Letter on his capture at Gettysburg, and imprisonment at Belle Isle.

Annapolis, MD, 1 September 1863
Autograph Letter Signed to friend Samuel [Valpey, of Lynn, MA]. 7 pages, 7¾ x 4¾ inches, on 2 folding sheets; short separations at folds, minimal dampstaining.

Hannibal Augustus Johnson (1841-1913) of Hallowell, ME was a sergeant in the 3rd Maine Infantry when he was captured at Gettysburg.  Here he recounts his capture, while on parole after being exchanged. 
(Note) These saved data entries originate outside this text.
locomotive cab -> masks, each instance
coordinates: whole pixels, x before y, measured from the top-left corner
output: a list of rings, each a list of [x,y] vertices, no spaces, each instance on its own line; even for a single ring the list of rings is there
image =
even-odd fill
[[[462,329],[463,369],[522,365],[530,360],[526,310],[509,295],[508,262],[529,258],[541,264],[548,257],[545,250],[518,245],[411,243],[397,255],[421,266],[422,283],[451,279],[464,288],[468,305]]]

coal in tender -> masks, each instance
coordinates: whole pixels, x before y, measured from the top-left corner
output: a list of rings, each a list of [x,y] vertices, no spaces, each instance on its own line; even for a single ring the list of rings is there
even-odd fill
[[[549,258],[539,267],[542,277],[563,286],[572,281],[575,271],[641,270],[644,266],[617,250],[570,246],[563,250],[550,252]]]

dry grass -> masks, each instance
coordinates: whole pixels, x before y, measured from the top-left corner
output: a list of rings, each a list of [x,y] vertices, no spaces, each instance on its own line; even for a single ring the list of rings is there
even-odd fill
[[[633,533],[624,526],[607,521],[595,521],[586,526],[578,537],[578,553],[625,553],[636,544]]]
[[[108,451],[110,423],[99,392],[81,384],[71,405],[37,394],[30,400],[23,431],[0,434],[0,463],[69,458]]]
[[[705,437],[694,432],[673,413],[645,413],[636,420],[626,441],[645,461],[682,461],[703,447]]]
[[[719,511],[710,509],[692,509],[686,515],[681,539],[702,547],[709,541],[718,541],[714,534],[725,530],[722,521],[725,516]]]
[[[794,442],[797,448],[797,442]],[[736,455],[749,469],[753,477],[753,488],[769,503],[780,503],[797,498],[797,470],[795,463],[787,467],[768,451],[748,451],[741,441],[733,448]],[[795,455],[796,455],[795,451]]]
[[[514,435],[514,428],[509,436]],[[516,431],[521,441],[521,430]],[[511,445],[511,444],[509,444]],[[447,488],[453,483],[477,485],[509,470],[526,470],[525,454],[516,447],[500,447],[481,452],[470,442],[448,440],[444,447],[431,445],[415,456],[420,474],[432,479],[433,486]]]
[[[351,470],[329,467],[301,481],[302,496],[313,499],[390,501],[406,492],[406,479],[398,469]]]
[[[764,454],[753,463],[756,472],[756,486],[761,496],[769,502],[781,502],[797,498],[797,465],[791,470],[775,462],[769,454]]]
"I was taken prisoner on the 2nd of July at Gettysburg, and rather than being taken again, I would die in trying to escape from the enemy, but this time they got me cornered and I had to be surrendered or be shot. . . . We went into the fight with 197 men and lost 111 of them. . . . We did not know the rebels were whipped until the 5th, for on that day there army passed us going for the river as fast as they could go. . . . The Rebels told us that Gen'l Lee was going to give the Potomac army one of the worst whippings that ever an army got, that there army was going to winter in New York & Philadelphia. . . . When there army was retreating, we had fine times asking the guard if that was the way to these northern cities. If it was, it would be the long way. . . . They said that they expected to fight nothing but militia in Penn . . . but Gen'l Mead was up & dressed, and also the men under him." 

He arrived in Richmond on 21 July after a grueling march with the retreating rebels. Confederate prison in Richmond, as expected, draws poor reviews here: "For what little time I was with them, I lost 26 pounds of flesh, for they did not give us enough to keep a cat alive. . .  We were at once put into Libby Prison and here again were searched, . . . taken on to Belle Island in the James River, and the worst place I think in the Confederacy, for here we were crowded together like cattle and had but little to eat." Each afternoon 100 men were given to share "6 buckets of rise soup, which was less than a pt to a man, and for 6 weeks this was my food. Now, do you wonder I lost flesh? . . . If ever I have charge of any prisoners, I will take everything of value from him, and if his boot are better than mine, off they come, for this is the way we were treated. . . .  There are now about 4000 men on the island, and they come on faster than they are taken off." 

Johnson later rejoined his regiment, was captured again, escaped, and mustered out as a first lieutenant. After the war, he was a dry goods dealer in Massachusetts. In 1906, he published his memoir, "The Sword of Honor; a Story of the Civil War."